Charles Hayes was born on February 17, 1918, in Cairo, Illinois and graduated from Cairo's Sumner High School in 1935. Always the leader, Charles Hayes first displayed his true calling while working as a machine operator in his hometown. Appalled by the working conditions and the meager salaries, Hayes helped to organize the United Packinghouse Workers of America. Later, this organization became prominent in union reform for women and minorities. Hayes remained involved with unions for fifty years and eventually became vice president of the United Food and Commercial Workers Union.

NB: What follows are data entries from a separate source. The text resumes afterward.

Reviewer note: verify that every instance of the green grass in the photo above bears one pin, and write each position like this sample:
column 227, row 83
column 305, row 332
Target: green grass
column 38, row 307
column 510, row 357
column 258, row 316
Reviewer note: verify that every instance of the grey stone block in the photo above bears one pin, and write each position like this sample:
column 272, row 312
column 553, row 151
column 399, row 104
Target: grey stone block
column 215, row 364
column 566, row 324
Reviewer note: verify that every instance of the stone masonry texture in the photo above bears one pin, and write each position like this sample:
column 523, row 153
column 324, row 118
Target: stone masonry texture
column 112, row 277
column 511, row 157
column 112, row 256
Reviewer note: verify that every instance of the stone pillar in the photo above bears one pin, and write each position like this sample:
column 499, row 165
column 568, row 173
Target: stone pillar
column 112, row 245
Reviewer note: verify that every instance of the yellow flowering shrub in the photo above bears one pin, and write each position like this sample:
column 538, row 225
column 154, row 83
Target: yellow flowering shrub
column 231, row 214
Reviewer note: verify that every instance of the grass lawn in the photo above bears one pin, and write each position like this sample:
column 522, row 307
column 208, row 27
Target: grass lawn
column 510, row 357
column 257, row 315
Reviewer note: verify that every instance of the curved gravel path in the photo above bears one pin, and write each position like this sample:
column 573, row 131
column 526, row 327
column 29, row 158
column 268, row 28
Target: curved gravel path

In 1983, Hayes was invited to perform his most challenging role yet as a member of the House of Representatives, a seat previously occupied by Chicago Mayor Harold Washington. Hayes played a large roll in Washington's campaign by lobbying, organizing people and raising money through his union. During his career in Congress, Hayes made significant changes. He authored and introduced the School Improvement Act of 1987, which was later passed by the House. This act allocated millions of dollars to public schools across the country, allowing them to purchase much-needed textbooks, computers and supplies. He also introduced the Economic Bill of Rights, which outlined a plan for the equal distribution of national wealth.
Hayes also fought for civil rights outside the scope of his union work. The influential congressman was one of the founding members of Operation PUSH with Rev. Jesse Jackson Sr. Also, Hayes worked with Dr. Martin Luther King, Jr. in the 1960s, in the Southern Christian Leadership Conference. At Hayes' funeral, Congressman Jesse Jackson, Jr. called Hayes a "forerunner, groundbreaker and pathfinder." Never losing sight of his original role as advocate for the workers, Hayes was a very active member in the Education and Labor Committee as well as the Small Business Committee until the time of his death in 1997.